On the Edge of Common Sense 12-21 | TheFencePost.com

On the Edge of Common Sense 12-21

The week before Christmas the farmer announced to the animals that he would not be giving them the traditional cheese and sausage box. The pig was relieved. The farmers suggested instead, they should pool their names in a black rubber bucket and draw names.

“Does that include non-domesticated animals, too?” asked the armadillo.

“Yes, but only warm-blooded,” was the answer.

Since not everyone had prehensile lips, the farmer offered to do the drawing in the giant name swap. On Christmas morn the gifts were exchanged.

The buzzard had drawn the possum. He gave him a can of fluorescent paint and a backpack made of reflector tape. “That way,” the buzzard explained, “The cars might see you crossing in time to swerve and miss you. And …” he continued, “if it doesn’t, you’ll be a lot easier for me to spot when you’re flat on the highway ..!”

The dog presented the cat with a coffee can full of sand and a gift certificate to be spayed. She reciprocated by giving the dog a toy flea circus. “I hope you like it” she snarled, “I bought them off a skunk!”

By some coincidence the sheep had all drawn each other, and each gave the other a picture of a sheep. Some thought it was a mirror.

The rooster thought it would be a great joke to give the mouse a piece of cheese in a trap camouflaged as a box of DeCon. Anticipating the rooster’s subterfuge, the mouse had already arranged for the rooster to visit the famous poultry genealogy facility adjacent to the Campbell Chicken Noodle Soup Museum. It included a room with a stew.

There was great excitement between the goat and the mare. The goat had always envied the mare’s magnificent tail, so she had the farmer clip it and the birds wove it into a beautiful hairpiece. Not sure how to wear it, the goat put it high on his poll between the horns. It made him look like a 1969 debutant at her cotillion party in Lubbock, Texas.
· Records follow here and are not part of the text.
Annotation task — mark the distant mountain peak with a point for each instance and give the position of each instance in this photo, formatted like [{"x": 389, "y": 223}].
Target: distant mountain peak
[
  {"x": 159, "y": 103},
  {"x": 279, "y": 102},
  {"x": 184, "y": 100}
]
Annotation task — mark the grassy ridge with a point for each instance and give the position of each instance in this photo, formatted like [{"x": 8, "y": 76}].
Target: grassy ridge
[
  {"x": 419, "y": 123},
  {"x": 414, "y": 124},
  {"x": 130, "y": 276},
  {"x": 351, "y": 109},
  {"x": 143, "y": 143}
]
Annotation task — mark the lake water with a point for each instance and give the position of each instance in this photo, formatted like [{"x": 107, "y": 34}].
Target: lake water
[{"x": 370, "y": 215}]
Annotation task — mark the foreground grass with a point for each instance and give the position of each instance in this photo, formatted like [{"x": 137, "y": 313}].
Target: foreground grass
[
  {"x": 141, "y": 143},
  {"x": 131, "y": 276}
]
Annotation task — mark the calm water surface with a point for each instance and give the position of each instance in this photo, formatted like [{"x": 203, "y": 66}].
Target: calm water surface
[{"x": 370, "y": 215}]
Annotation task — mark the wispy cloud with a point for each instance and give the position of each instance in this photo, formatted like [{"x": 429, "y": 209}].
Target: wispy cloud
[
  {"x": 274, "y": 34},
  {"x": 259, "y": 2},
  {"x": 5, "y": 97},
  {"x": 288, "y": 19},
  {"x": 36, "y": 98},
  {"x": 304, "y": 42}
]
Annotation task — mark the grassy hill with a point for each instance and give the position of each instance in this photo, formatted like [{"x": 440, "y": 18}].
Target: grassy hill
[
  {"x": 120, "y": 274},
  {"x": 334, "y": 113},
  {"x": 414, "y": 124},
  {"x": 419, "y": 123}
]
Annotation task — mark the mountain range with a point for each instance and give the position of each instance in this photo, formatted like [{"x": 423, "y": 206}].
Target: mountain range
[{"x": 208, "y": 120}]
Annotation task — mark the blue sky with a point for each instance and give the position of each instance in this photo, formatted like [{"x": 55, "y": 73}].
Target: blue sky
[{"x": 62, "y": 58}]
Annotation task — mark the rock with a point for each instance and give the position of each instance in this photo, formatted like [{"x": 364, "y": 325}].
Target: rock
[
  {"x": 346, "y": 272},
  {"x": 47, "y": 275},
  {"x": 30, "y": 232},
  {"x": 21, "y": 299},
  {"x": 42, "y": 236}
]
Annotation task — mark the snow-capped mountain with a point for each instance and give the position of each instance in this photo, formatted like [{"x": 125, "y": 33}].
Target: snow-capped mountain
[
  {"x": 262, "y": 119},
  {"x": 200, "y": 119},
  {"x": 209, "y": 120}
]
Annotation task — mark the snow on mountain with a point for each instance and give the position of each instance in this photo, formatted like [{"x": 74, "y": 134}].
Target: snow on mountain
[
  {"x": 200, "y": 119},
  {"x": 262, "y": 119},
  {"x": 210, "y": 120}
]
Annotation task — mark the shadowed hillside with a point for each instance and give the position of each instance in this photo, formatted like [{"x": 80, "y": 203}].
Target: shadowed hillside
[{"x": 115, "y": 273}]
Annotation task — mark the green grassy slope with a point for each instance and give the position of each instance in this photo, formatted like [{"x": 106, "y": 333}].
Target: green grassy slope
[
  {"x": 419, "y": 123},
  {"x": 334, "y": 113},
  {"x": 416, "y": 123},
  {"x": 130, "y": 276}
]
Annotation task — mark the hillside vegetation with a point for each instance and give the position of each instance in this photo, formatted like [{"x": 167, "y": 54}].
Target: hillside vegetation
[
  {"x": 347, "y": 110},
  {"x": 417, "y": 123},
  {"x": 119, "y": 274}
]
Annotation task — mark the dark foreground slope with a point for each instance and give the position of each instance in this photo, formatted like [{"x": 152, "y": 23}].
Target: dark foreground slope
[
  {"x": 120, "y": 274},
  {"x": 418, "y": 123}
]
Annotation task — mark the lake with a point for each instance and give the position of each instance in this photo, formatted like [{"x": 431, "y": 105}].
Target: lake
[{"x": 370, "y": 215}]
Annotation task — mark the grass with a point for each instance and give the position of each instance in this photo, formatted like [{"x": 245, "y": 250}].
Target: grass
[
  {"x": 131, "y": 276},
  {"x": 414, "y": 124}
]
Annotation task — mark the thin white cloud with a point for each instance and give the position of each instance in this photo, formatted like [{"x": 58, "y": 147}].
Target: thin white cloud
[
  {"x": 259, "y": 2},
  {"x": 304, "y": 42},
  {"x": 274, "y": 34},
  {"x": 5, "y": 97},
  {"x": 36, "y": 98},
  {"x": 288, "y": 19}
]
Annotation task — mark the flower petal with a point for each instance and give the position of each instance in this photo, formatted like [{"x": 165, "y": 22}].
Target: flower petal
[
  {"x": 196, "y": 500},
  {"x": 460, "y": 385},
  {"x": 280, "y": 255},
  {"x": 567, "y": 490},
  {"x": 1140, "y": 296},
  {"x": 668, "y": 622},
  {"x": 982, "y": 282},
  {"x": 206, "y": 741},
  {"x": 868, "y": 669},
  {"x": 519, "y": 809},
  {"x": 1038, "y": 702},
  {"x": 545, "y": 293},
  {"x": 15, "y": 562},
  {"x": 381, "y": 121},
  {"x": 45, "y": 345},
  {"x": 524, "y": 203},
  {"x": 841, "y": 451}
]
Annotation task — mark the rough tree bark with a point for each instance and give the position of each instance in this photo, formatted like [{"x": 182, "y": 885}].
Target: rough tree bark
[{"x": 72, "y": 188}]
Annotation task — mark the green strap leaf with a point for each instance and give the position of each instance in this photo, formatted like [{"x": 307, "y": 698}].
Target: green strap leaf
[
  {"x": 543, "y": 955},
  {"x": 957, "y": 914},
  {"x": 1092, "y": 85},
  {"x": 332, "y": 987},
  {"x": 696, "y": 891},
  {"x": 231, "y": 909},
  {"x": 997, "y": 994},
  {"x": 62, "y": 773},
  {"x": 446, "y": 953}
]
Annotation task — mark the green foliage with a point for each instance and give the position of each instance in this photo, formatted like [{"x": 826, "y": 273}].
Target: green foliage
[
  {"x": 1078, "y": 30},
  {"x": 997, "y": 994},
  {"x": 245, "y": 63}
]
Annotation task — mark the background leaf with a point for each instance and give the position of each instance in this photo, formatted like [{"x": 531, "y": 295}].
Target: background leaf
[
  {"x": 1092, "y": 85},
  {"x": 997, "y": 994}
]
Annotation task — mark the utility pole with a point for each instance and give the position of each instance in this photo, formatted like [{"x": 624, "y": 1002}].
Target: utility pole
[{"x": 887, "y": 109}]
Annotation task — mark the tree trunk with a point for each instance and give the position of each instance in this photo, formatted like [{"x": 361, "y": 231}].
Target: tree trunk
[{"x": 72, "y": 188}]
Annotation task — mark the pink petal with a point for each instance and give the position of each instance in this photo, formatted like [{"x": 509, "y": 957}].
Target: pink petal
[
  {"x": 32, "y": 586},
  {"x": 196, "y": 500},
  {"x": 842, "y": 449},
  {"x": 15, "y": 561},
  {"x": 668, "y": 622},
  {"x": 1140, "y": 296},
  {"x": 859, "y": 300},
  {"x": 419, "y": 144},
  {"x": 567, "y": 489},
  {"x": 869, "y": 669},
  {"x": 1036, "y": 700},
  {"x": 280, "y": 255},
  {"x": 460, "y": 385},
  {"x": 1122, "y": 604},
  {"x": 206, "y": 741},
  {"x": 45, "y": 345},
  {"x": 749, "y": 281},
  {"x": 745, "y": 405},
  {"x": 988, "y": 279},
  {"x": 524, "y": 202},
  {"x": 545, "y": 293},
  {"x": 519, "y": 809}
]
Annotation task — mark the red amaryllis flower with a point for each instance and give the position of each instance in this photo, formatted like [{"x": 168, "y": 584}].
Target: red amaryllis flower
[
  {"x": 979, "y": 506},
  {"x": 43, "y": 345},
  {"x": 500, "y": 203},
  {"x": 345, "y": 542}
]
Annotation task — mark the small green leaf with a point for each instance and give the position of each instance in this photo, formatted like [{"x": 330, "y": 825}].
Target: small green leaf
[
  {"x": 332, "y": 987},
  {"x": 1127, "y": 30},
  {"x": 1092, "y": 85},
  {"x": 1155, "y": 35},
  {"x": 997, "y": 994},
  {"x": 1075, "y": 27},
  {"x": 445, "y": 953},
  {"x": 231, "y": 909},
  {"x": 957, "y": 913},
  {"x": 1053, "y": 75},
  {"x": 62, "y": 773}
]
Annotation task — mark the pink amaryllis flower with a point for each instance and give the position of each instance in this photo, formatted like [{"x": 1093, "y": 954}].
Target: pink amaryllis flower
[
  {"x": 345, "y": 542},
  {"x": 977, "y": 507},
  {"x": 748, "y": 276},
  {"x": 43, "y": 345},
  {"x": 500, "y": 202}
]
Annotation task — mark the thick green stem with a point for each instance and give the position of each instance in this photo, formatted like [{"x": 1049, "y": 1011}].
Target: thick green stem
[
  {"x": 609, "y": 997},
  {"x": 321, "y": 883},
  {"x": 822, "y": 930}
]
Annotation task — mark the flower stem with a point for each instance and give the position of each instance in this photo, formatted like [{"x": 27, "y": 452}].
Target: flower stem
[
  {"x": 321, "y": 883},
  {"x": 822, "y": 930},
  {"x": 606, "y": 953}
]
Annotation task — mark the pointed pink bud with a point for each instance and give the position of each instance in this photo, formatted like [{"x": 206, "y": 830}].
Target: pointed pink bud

The cow offered to rub the coyote’s back. He’d been helping himself to the fermented punch and had lost his ability to judge weight and distance, so he accepted. He did OK till he said, “a little more to the right!” She broke his tail! It healed crooked and now when he wags it he looks like the flagman on an aircraft carrier!

At the end of the evening the farmer and his wife were given a rousing Christmas toast from their barnyard employees. They had chipped in (pardon the pun) and bought him a book autographed by all their cloven hoofed and feathered edible animal friends entitled, “The Vegetarian Cookbook, or How to Get the Most Out of a Tuber During the Holidays!”